Ah, well. Life needs a little excitement.
Prairie Mary AKA
Mary SCriver
Hi Mary! Good point--I framed this as for "academic" bloggers because that is where I live and what I know. And also--and you may not know this--because a lot of untenured academics are afraid to blog. I know that sounds ridiculous (because it is ridiculous) but they have a real fear that their colleagues will look at blogging as evidence of a lack of seriousness. Sad but absolutely true.
Maybe I should have titled the post "Advice to History Bloggers?" Because after all most of my favorite history blogs are not written by academics. Yeah, I think I should have done that...
I would have to agree with your advice. I have found myself working through these very obstacles you answer. Particularly vexing to me are the implications of #3 with a bloggers desire to accrue traffic. In my experience searching over the web for dialogues in American history, blogs are either about the Civil War, are political in nature, or represent sites which might more rightly be called antiquarian. While these are all quite valuable in their own right, they have not satisfied my want for a public presentation of academic history. While this discussion could go much further in regard to the seeming inability of academic history to attract popular audiences (wether thats a function of our professionalism or wider culture), I only hope that blogs such as yours could move us in the right direction. My blog @ gildedempire.wordpress.com is my latest attempt at merging academic and public history looking at the American West during the Gilded Age. Partially, my blog is also an attempt at honing various narrative and presentation styles in type.
Maybe I should remind us about the present split between history as an academic discipline full of theories and "facts," versus popular history, which is full of memories and tales that confirm the world-view of people with no particular investment in objectivity. "People's" history in a particular way.
But maybe more explosive IS "people's" history which is often from a previously unacknowledged point of view, a minority's POV, which may have a lot of emotional force behind it. It seems to me that history is in the crosshairs where structuralism crosses deconstruction. (I do think the two approaches are enmeshed in each other.)
Prairie Mary
"history as an academic discipline full of theories and "facts," versus popular history, which is full of memories and tales that confirm the world-view of people with no particular investment in objectivity."
That is really well said. I was just looking at the NY Times bestseller list yesterday. Six of the top 15 non-fiction books were history titles, but all of them were devoted to offering comforting confirmation of the reader's existing world view.

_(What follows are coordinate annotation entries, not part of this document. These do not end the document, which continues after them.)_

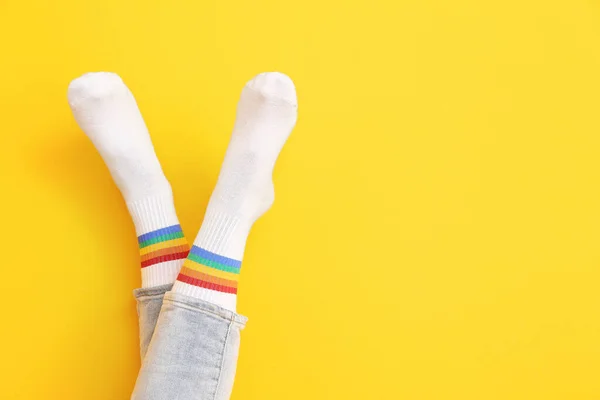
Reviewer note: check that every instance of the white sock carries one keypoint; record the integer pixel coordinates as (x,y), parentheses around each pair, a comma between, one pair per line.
(266,115)
(107,112)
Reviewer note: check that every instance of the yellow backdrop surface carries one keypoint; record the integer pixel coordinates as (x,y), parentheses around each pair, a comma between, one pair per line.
(436,228)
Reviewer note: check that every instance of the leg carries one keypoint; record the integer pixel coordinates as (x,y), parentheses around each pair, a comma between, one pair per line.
(107,112)
(193,352)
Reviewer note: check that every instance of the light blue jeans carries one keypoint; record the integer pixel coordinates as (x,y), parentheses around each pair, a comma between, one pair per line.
(189,347)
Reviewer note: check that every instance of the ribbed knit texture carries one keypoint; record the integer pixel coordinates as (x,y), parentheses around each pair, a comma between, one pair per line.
(266,115)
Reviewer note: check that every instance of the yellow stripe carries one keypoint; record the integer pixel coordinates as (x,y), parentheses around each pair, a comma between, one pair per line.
(210,271)
(163,245)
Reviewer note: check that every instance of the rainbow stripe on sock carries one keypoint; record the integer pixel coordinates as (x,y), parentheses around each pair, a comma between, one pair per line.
(162,245)
(211,271)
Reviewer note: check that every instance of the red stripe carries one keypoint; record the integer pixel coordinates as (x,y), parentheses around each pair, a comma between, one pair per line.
(167,257)
(206,285)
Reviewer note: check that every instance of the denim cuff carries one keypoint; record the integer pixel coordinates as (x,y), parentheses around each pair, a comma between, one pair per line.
(203,306)
(152,291)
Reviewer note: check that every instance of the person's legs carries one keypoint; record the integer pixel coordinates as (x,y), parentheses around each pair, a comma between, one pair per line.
(193,352)
(107,112)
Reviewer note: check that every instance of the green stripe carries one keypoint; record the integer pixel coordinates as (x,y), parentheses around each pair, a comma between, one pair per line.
(213,264)
(163,238)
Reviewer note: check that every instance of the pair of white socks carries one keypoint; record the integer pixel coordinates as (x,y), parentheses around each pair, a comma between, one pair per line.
(107,112)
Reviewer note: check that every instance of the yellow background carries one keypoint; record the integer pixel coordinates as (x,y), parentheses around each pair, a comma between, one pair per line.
(436,228)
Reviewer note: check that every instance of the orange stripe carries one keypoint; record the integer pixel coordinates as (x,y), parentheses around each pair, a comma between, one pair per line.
(207,285)
(163,252)
(208,278)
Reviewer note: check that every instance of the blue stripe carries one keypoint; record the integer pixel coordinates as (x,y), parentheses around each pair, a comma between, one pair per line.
(159,232)
(230,262)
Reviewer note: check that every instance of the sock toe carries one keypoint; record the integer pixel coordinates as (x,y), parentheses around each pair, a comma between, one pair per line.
(94,85)
(274,85)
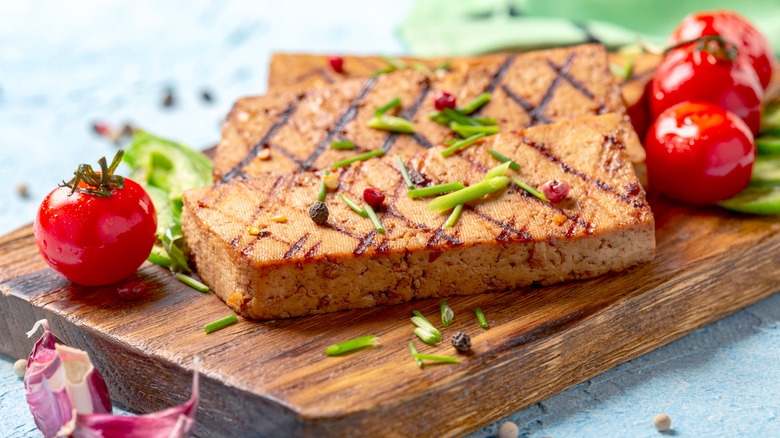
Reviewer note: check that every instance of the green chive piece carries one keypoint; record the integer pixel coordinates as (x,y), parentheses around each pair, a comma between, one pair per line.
(220,323)
(419,66)
(374,219)
(459,118)
(461,145)
(353,344)
(446,313)
(448,359)
(530,189)
(356,208)
(342,145)
(486,122)
(159,259)
(504,159)
(475,104)
(323,188)
(446,202)
(426,335)
(361,157)
(420,321)
(454,216)
(391,123)
(396,63)
(414,351)
(467,131)
(191,282)
(499,170)
(388,106)
(404,172)
(481,317)
(435,190)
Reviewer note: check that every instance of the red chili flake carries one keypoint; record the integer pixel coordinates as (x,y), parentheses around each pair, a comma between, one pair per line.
(132,291)
(555,190)
(373,197)
(337,62)
(444,100)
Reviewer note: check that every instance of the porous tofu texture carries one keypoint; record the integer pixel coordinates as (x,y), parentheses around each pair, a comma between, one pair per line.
(504,241)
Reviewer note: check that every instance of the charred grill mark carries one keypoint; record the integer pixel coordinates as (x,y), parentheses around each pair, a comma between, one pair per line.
(296,246)
(534,112)
(229,175)
(563,72)
(348,115)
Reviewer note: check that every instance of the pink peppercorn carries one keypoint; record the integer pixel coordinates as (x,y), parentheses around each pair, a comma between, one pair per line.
(444,100)
(337,63)
(132,291)
(373,197)
(555,190)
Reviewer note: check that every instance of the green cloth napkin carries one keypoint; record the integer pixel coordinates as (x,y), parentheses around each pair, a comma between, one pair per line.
(464,27)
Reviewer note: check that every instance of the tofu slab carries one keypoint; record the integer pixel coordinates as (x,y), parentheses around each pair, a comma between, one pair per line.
(287,132)
(504,241)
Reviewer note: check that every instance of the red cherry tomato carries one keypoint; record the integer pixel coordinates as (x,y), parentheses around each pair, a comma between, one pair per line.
(751,44)
(699,153)
(93,240)
(692,73)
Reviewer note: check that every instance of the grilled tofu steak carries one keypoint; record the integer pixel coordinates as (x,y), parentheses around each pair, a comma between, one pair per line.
(257,248)
(286,132)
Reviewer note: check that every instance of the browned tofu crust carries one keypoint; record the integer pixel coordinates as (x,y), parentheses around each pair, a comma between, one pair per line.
(287,132)
(504,241)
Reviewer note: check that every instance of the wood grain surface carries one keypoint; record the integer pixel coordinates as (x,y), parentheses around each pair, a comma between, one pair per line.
(272,378)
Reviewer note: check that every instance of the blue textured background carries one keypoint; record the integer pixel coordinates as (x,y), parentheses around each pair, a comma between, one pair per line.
(64,65)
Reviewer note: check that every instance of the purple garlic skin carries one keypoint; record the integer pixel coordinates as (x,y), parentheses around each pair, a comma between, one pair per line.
(68,397)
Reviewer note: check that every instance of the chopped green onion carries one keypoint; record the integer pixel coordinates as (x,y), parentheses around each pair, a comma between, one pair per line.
(445,202)
(342,145)
(499,170)
(220,323)
(374,219)
(459,118)
(448,359)
(419,320)
(356,208)
(391,123)
(504,159)
(446,313)
(530,189)
(191,282)
(419,66)
(404,172)
(486,121)
(360,157)
(461,145)
(396,63)
(414,351)
(475,104)
(159,259)
(453,219)
(323,188)
(435,190)
(388,106)
(353,344)
(467,131)
(481,317)
(426,335)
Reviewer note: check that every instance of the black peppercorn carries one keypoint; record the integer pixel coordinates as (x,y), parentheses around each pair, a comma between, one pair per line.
(461,341)
(318,212)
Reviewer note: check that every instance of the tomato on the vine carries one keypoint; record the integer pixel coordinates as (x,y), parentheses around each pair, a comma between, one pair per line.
(707,71)
(98,228)
(751,45)
(699,153)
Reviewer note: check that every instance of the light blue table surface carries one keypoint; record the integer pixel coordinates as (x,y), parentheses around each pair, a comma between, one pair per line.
(64,65)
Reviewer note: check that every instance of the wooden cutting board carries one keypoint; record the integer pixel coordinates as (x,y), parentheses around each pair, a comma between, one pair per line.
(272,378)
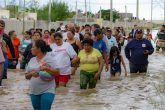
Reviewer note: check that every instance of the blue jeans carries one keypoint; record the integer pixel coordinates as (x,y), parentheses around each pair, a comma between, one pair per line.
(43,101)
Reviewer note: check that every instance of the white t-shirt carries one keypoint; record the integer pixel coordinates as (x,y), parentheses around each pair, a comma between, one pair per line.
(62,54)
(76,36)
(37,85)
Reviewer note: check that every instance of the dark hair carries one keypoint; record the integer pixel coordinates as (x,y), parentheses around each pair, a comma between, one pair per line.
(87,25)
(72,31)
(112,51)
(42,45)
(11,33)
(58,34)
(38,33)
(27,32)
(88,41)
(52,33)
(163,26)
(118,30)
(39,29)
(88,33)
(97,32)
(52,30)
(47,31)
(30,30)
(96,26)
(2,22)
(148,29)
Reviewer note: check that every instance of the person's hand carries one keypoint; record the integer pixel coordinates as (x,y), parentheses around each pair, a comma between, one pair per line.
(106,68)
(146,52)
(96,77)
(126,74)
(34,74)
(14,62)
(74,61)
(43,68)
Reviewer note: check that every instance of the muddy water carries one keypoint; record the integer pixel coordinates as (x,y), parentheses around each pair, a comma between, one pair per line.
(144,92)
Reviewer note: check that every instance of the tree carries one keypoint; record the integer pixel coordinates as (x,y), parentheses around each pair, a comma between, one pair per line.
(13,10)
(59,11)
(32,6)
(106,14)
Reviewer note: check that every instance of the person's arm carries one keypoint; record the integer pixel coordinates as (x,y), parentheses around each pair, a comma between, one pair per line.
(105,56)
(50,70)
(150,49)
(28,76)
(72,54)
(4,48)
(115,42)
(127,51)
(123,63)
(10,46)
(78,43)
(26,52)
(101,64)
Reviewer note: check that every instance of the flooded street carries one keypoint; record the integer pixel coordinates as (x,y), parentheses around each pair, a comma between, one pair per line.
(131,93)
(143,92)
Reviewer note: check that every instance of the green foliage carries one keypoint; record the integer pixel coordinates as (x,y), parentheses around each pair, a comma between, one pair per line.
(106,14)
(59,11)
(13,10)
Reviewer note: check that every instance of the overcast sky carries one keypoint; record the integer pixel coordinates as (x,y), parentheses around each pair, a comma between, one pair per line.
(119,5)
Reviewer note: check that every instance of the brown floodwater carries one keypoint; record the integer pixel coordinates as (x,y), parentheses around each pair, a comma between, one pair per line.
(142,92)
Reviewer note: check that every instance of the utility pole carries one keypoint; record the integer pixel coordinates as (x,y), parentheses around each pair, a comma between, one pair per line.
(90,8)
(126,18)
(76,13)
(86,14)
(111,12)
(137,10)
(23,16)
(49,19)
(100,17)
(151,13)
(164,11)
(5,3)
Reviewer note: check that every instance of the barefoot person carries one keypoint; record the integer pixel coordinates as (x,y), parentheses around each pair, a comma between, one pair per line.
(115,60)
(76,44)
(137,51)
(91,65)
(42,91)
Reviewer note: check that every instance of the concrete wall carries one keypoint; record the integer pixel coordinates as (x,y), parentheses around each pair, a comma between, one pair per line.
(4,14)
(18,25)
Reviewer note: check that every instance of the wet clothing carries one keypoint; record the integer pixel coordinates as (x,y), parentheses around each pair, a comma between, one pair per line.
(43,101)
(87,80)
(62,54)
(89,63)
(37,85)
(100,45)
(135,52)
(16,43)
(28,54)
(25,43)
(75,47)
(111,42)
(115,65)
(8,41)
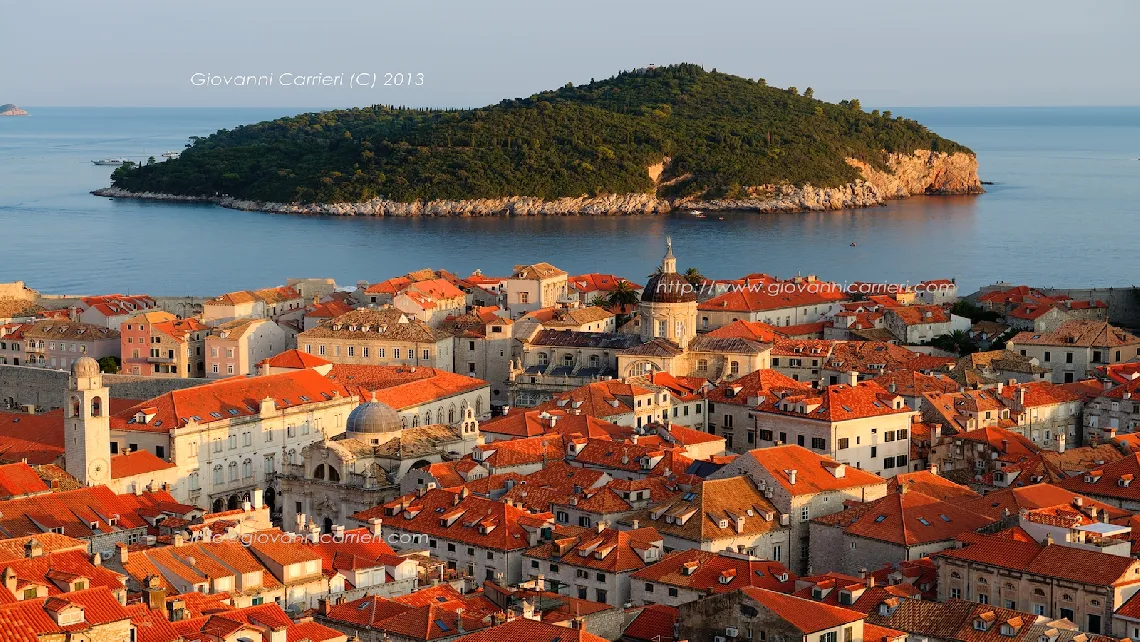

A sociologist friend once told me that if you want to write a best seller you should tell the readers things they already believe but make it sound new.
Mark: Wow your blog is beautifully designed. I have to get up the energy to switch over to Wordpress.
I do disagree with the idea that a blog cannot be historical and political. If political concerns are central to your historical work, it makes total sense to talk about both. Where I blog, the majority of my posts are political, but as a historian, I include a reasonable number of historical posts. It depends on how you define yourself as a blogger. To use your example, asking what the heck is wrong with Eric Cantor would just not be very helpful in the world of political blogging or historical blogging. But, as a labor and environmental historian of the Pacific Northwest, I talk about labor and environmental issues in the present and the past.